Dimension and Basis of a Vector Subspace

Question

Given $F=\{(x,y,z,t)\in \mathbb{R}^4: x+t=0\}$ and $G=\{(x,y,z,t)\in \mathbb{R}^4:y=-z, x=t\}$, how can you prove they are subspaces of $\mathbb{R}^4$? Besides, if you want to find the basis and the dimension of $F$, $G$, $F\cap G$ and $F\cup G$, how would you proceed?

Answer 1

It is helpful to rewrite the elements of $F$ and $G$ so that their elements are clearer. For example, $$F = \{(x,y,z,-x)\;|\;x,y,z \in \mathbb{R}\}\;\text{and}\;G = \{(x,y,-y,x)\;|\;x,y \in \mathbb{R}\}.$$ I'll leave it to you to show that $F$ and $G$ are subspaces of $\mathbb{R}^4$ and that $\{(1,0,0,-1), (0,1,0,0), (0,0,1,0)\}$ is a basis of $F$ and that $\{(1,0,0,1), (0,1,-1,0)\}$ is a basis of $G$. The thought process behind finding these is the idea that $F$ depends only on the first three variables whereas $G$ depends only on the first two by definition.

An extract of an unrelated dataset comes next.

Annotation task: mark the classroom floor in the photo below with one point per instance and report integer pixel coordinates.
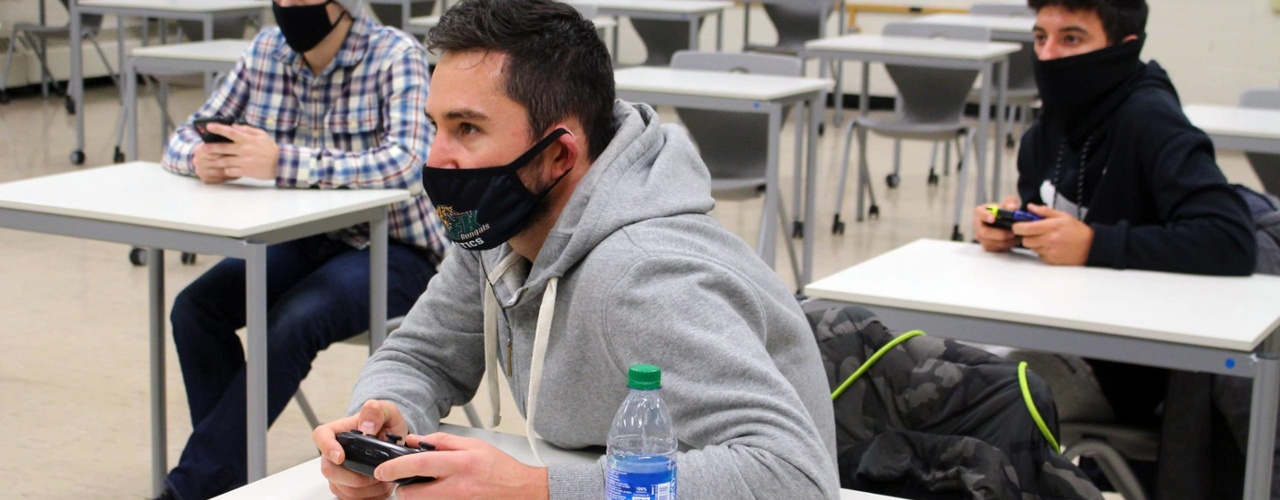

We need to be careful about $F \cup G$ because it is not actually a subspace. For example, $(1,0,0,1), (1,0,0,-1) \in F \cup G$ whereas their sum $(2,0,0,0)$ is not. $F \cap G$ is a subspace and it's given by $$F \cap G = \{(0,y,-y,0)\;|\;y \in \mathbb{R}\}$$ with a one element basis $\{(0,1,-1,0)\}$.